La troisième révolution chinoise de Xi Jinping

Xi Jinping

La 3e résolution historique de la 6e session plénière du 19e Comité central du Parti communiste chinois a élevé Xi Jinping au panthéon de la révolution, le plaçant entre Mao Zedong et Deng Xiaoping, formant ainsi la nouvelle trinité du Centre de la Terre, nom que le pays s'était donné à l'époque de la dynastie Ch'ing. Avant même cela, la mythologie chinoise rapporte la théogonie de Pangu, le prédécesseur de Xi Jinping, dont la genèse est issue de la synthèse résultant de la thèse du Yin et de l'antithèse du Yang, qui a pris la forme d'un œuf dont Pangu a lutté pour se libérer de l'incubation agitée, jusqu'à ce que l'œuf soit brisé en deux moitiés, d'où ont émergé le Ciel et la Terre, tels que nous les connaissons. 

Bien que la pluie soit tombée depuis, il est toujours intéressant de constater que l'histoire de l'ascension céleste de Xi se tisse autour de son dilemme de la "double circulation", la stratégie de la troisième révolution chinoise, qui synthétise la "circulation internationale" expansive promue par Deng Xiaoping et la "circulation interne" autarcique promue par Mao, afin que, grâce à une meilleure répartition du gâteau, le peuple chinois trouve le Paradis sur Terre en améliorant son niveau de vie. 

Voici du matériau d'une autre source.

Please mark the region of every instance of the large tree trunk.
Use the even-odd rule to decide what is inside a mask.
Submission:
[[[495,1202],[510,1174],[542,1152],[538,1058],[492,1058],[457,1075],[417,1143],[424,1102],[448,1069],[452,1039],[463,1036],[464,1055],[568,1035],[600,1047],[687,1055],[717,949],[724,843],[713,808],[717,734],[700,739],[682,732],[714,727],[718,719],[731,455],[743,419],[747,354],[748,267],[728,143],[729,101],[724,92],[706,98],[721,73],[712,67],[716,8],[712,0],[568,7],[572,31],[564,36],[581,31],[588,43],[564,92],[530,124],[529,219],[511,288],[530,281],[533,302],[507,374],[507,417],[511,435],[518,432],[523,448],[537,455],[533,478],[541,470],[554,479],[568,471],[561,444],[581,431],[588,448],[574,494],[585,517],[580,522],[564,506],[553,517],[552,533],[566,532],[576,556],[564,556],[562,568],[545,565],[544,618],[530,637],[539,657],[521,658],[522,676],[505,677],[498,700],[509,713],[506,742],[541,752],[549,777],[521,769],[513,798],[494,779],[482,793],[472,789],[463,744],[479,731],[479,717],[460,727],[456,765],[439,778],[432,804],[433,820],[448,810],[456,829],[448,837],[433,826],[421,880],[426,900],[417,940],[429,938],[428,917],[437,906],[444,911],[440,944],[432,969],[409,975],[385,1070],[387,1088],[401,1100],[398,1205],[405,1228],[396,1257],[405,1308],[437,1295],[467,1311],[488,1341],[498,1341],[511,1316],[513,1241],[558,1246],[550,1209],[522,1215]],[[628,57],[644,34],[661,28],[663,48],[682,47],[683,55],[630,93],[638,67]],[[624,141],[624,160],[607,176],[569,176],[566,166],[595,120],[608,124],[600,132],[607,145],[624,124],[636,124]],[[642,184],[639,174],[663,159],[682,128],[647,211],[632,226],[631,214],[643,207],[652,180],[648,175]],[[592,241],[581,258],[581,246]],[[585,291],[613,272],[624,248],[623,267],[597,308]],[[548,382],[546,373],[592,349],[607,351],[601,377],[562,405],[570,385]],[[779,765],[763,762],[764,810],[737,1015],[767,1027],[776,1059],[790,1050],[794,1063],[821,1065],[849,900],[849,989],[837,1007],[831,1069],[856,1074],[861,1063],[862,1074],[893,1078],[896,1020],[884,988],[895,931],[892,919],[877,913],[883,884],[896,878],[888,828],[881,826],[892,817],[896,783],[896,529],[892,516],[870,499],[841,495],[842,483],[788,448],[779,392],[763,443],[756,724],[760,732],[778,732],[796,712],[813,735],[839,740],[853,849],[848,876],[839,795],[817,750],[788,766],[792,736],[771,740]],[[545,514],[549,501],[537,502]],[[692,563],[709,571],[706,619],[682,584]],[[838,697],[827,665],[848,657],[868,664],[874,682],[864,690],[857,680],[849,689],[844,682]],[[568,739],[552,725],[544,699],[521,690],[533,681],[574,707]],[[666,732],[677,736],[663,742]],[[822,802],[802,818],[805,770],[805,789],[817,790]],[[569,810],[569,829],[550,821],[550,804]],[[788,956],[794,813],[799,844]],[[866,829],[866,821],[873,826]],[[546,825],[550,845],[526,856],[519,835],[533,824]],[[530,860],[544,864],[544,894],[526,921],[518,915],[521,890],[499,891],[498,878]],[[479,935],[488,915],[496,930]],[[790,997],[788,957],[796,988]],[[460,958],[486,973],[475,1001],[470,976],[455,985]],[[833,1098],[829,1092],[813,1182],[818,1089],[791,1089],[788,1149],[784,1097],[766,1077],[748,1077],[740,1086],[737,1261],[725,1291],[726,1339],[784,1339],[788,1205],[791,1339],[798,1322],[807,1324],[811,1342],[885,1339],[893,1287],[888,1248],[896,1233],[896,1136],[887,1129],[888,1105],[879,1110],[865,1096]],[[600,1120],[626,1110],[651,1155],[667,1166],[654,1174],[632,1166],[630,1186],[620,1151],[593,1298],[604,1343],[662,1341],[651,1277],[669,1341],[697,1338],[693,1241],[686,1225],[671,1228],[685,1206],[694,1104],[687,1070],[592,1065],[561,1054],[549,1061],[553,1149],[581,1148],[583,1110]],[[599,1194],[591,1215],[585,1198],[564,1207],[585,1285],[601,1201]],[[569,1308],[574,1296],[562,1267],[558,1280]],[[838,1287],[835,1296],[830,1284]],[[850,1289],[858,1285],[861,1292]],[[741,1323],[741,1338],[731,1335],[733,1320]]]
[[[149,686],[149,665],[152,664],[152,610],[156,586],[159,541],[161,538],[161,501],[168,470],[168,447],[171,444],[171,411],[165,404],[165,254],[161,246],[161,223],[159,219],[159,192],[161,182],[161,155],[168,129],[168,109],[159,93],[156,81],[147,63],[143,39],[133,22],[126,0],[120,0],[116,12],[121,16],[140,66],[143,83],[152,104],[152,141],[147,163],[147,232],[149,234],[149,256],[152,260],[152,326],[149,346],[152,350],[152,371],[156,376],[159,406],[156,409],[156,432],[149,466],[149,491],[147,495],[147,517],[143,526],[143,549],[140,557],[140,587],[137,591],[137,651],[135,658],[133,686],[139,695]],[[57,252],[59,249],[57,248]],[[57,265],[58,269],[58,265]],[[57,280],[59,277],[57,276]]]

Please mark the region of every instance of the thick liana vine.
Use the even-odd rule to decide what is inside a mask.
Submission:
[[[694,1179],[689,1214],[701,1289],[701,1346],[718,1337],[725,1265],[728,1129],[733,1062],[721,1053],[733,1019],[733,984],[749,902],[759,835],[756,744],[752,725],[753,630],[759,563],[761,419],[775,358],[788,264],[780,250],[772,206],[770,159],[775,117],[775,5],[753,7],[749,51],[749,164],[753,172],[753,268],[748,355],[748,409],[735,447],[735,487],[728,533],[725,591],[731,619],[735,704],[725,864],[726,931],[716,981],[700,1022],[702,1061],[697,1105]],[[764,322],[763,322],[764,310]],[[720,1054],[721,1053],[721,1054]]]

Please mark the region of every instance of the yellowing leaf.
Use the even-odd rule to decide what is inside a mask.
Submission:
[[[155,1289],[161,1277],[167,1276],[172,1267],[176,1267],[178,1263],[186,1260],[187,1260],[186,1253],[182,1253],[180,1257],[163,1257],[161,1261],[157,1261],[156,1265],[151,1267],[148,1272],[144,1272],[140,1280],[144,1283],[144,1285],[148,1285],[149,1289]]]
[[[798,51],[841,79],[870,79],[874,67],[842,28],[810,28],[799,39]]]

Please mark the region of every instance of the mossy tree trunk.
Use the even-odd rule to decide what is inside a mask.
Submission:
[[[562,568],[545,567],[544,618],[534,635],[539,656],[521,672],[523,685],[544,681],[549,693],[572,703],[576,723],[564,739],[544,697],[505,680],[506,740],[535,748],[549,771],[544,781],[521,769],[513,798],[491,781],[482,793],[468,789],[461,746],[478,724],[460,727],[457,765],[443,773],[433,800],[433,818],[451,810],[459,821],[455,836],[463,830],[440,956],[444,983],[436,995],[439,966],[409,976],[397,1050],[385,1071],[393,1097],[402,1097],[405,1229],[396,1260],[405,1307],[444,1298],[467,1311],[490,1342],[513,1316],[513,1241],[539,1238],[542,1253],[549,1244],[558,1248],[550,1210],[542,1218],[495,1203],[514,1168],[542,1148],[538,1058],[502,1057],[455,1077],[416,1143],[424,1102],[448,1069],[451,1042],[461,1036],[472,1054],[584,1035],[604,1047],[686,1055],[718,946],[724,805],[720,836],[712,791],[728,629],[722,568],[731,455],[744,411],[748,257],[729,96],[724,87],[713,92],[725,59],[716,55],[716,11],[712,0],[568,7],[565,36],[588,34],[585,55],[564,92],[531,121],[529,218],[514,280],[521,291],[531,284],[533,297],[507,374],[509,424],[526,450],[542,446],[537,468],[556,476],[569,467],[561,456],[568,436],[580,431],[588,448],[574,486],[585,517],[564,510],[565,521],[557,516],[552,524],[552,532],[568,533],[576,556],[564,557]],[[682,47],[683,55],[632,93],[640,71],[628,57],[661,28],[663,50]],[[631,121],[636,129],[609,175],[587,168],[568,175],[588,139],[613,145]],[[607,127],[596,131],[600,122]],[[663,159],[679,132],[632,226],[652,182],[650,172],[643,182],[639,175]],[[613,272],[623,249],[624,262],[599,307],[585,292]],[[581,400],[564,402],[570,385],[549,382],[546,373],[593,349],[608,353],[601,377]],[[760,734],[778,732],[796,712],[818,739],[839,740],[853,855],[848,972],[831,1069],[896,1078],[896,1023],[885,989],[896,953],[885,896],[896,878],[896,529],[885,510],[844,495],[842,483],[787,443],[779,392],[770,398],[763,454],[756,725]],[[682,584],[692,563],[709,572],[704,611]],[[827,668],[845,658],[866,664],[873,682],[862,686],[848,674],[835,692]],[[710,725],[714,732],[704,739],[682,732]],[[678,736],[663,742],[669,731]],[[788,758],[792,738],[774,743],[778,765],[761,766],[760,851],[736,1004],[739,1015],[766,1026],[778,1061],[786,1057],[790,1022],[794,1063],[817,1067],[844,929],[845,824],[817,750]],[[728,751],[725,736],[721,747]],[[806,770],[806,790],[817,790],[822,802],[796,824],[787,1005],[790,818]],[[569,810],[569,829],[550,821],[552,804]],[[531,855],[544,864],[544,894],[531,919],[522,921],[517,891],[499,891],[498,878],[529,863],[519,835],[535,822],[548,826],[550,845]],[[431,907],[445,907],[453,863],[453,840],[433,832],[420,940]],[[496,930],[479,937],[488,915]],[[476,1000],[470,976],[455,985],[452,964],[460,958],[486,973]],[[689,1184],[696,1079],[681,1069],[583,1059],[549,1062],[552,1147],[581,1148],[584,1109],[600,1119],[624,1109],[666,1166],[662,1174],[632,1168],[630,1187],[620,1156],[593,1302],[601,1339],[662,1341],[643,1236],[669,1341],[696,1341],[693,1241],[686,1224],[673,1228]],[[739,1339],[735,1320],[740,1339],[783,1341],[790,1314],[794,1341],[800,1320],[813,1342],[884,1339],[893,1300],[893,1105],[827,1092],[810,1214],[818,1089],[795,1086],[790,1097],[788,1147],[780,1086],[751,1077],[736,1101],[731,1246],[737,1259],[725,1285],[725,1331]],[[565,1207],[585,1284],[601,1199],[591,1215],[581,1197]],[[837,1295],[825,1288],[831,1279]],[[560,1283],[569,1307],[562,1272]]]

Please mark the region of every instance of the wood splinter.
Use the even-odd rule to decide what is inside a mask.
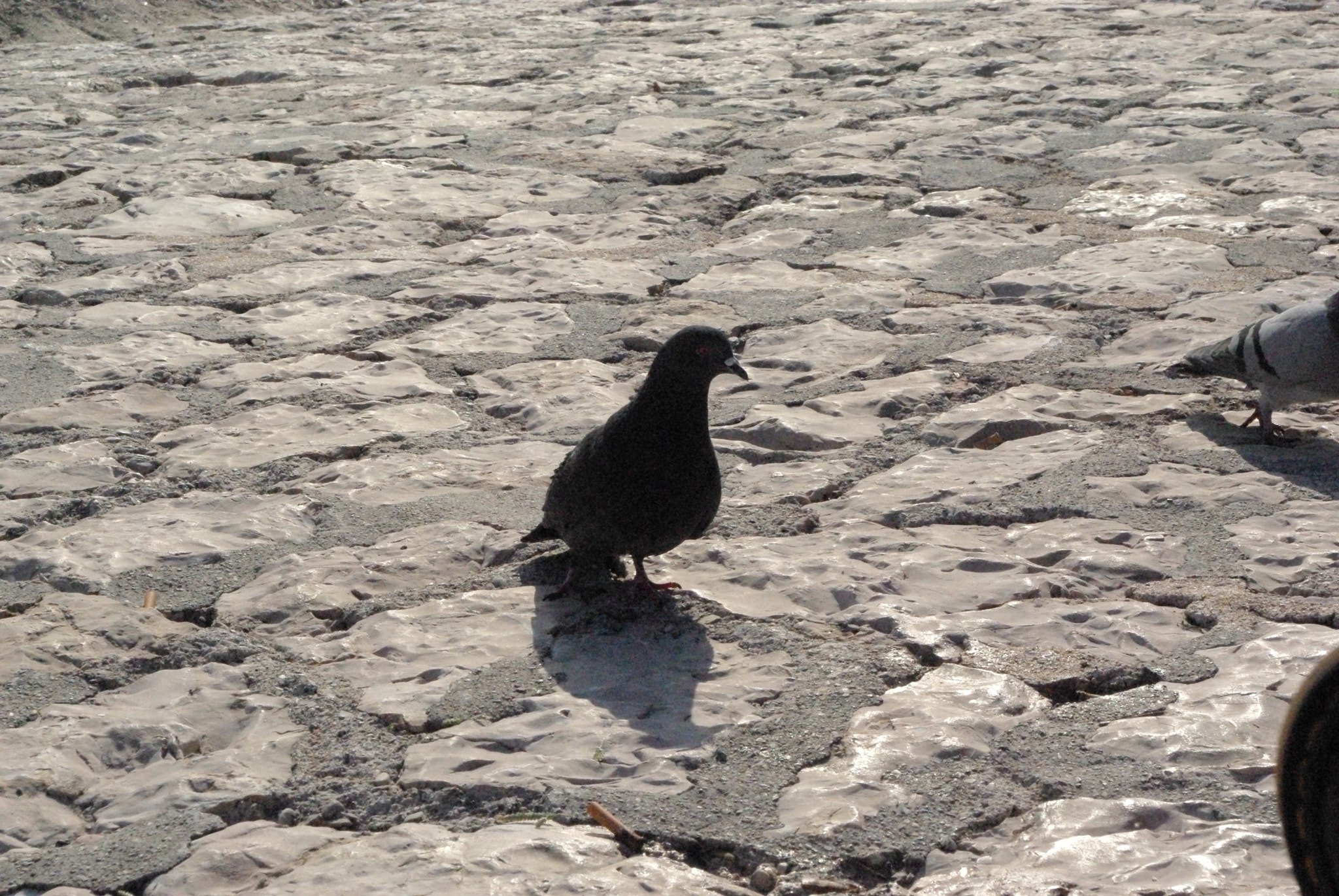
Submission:
[[[600,825],[613,834],[624,849],[632,853],[641,852],[643,837],[636,830],[623,824],[613,817],[613,813],[601,806],[599,802],[592,800],[586,804],[586,814],[595,818]]]

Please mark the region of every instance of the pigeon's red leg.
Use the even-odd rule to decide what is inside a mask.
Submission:
[[[576,564],[568,567],[568,577],[562,580],[562,584],[550,591],[544,596],[545,600],[561,600],[562,597],[570,597],[576,588],[572,587],[572,581],[577,577]]]
[[[637,575],[632,579],[632,587],[641,595],[653,595],[657,591],[674,591],[679,588],[678,581],[651,581],[647,577],[647,569],[641,565],[641,557],[633,557],[632,565],[636,568]]]

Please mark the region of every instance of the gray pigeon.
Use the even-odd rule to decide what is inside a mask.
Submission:
[[[1235,336],[1196,348],[1173,367],[1200,376],[1229,376],[1260,390],[1255,414],[1264,441],[1277,441],[1273,411],[1339,398],[1339,292],[1257,320]]]
[[[631,402],[590,430],[553,471],[544,521],[522,541],[562,538],[577,560],[613,568],[623,554],[641,593],[678,588],[647,577],[644,557],[698,538],[720,506],[720,467],[707,433],[707,390],[718,374],[749,379],[730,340],[687,327],[665,342]]]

Cependant, la transition vers une économie vertueuse équilibrant consommation intérieure et exportations, à la manière allemande, sera plus une évolution qu'une révolution, de sorte qu'à moyen terme, l'inertie de l'expansionnisme chinois se poursuivra, car trouver un équilibre entre les archétypes prônés par la ville de Canton (plus de gâteau) et de Chongqing (plus de tranches) est essentiel pour asseoir l'influence de la Chine sur les marchés occidentaux, ce qui, comme dans le cas du mythique œuf de Pangu, créera des tensions d'où émergeront les piliers d'un nouvel ordre international polycentrique. 

Mais avant d'en arriver là, le défi pour l'animal mythique que nous connaissons sous le nom de communauté internationale sera de gérer en douceur la transition afin d'éviter la collision des plaques tectoniques continentales, tandis que la présence de la Chine sous de nouvelles latitudes conditionne les choix des élites politiques et économiques locales, influençant la dynamique des universités, des médias et, en fin de compte, de l'opinion publique, tout comme cela s'est produit avec l'expansionnisme commercial américain pendant les années de la guerre froide. 

Comme alors, le champ de bataille sera l'Europe, ce qui obligera les institutions européennes à décider sans tarder si elle aspire à être un acteur de premier plan ou se contente de jouer un rôle de soutien sur son propre terrain. Ceci est particulièrement pertinent dans les États membres de l'UE où, pour une raison ou une autre, il est plus difficile de s'intégrer, comme en Hongrie, qui, après 50 ans sous la botte soviétique, souffre d'une société civile faible dominée par les oligarchies de l'ancienne Nomenklatura, qui exerce un contrôle cacique sur les médias et les associations. 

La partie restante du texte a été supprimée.